Jeanne s’offrit un autre sourire fier.

– Une fois les bandits capturés, il faut les emmener directement à la magistrature, continua-t-elle, sûre de ses paroles.

– Non, la contredit-Henri. Il faut les interroger pour voir s’ils ont d’éventuels complices encore présents dans les environs. Surtout si nous avons trouvé un camp : certains d’entre eux sont parfois absents lors de l’assaut et nous n’avons alors plus qu’à attendre leur retour pour les cueillir. D’ailleurs, c’est très drôle lorsque ça arrive.

– Mince ! J’aurais dû le deviner, dit Jeanne.

– Que c’est très drôle lorsque ça arrive ? plaisanta Henri.

– Vous voyez très bien ce que je veux dire ! Sire…, ajouta-t-elle un peu tardivement.

– Jeanne, que tu arrives à deviner aussi bien comment un paladin doit agir, alors que tu es écuyère depuis moins d’une semaine, est déjà totalement exceptionnel. Que tu fasses une ou deux erreurs de temps en temps n’enlève rien à cela.

– C’est probablement ma dixième ou onzième erreur, sire, répondit-elle.

– Cela pourrait être la vingtième que ça resterait exceptionnel. Les écuyers ne sont censés rien connaître de ces choses-là. Toi, tu les devines juste en écoutant mes histoires.

– Je suis la meilleure, je dois arriver à de meilleurs résultats.

– Eh bien, c’est le cas. Alors arrête de t’autoflageller lorsque « meilleur » n’est pas « parfait ».

Elle resta silencieuse quelques secondes, signe qu’elle réfléchissait.

– Oui sire, dit-elle finalement.

Henri lâcha alors un gros soupir de soulagement. Discuter avec Jeanne était loin d’être de tout repos. Dès le début de leur voyage, la jeune femme avait commencé à le questionner sur son expérience passée et les façons d’agir des paladins en mission.
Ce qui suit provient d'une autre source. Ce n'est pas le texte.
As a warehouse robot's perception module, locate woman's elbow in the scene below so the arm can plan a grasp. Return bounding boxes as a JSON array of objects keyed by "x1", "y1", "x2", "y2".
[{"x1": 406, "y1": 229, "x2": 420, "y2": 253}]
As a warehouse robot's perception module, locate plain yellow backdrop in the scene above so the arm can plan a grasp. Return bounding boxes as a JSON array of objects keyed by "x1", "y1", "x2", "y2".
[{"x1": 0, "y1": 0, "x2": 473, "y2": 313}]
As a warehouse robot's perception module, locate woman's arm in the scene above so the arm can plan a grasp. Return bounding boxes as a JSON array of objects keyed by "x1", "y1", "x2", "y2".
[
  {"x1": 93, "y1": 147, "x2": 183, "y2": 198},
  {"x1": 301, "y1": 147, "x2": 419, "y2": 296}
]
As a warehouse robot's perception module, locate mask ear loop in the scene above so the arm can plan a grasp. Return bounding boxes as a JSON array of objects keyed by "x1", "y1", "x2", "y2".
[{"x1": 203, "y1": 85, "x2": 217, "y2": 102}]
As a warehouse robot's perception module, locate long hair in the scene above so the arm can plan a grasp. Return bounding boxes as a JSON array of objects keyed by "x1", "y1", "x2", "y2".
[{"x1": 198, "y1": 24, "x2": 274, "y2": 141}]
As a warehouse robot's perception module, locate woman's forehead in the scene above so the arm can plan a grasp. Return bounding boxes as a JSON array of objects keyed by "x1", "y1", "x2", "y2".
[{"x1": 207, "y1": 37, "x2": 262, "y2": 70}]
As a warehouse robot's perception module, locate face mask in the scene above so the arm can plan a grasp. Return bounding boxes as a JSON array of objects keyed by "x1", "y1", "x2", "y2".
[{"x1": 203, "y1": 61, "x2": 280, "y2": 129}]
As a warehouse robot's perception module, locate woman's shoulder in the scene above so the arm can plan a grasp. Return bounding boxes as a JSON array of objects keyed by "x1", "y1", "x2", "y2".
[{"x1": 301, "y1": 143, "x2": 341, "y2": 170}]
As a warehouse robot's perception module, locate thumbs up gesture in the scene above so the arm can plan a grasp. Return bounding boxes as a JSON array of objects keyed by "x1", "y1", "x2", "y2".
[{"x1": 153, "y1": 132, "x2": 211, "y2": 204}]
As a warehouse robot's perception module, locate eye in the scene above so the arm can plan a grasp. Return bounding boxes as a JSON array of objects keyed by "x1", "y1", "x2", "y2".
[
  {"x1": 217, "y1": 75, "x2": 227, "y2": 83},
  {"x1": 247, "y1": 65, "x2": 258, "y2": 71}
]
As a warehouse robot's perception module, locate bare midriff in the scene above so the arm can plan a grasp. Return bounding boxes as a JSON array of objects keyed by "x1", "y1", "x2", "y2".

Ces choses étaient peu enseignées aux novices. Les formateurs préféraient leur laisser découvrir cela lors de leur temps d’écuyer.

Henri avait anticipé ces questions et réfléchi aux récits qui pourraient intéresser Jeanne. Cela avait plutôt bien marché. En revanche, il avait beau avoir prévu qu’elle argumenterait au moindre désaccord, il était tout de même exaspéré du comportement de la jeune femme.
Elle remettait tout en question et était d’une ténacité inébranlable, ne refusant de céder que face à des arguments logiques et parfaitement enchaînés. Cela déstabilisait Henri, qui avait accepter pour acquis tout ce que lui disaient ses formateurs, puis Richard.
Ainsi, il se retrouvait à devoir défendre des méthodes d’agir dont il n’avait jamais cherché à comprendre les fondements. Et parfois, il devait bien reconnaître que la gamine avait raison dans sa critique.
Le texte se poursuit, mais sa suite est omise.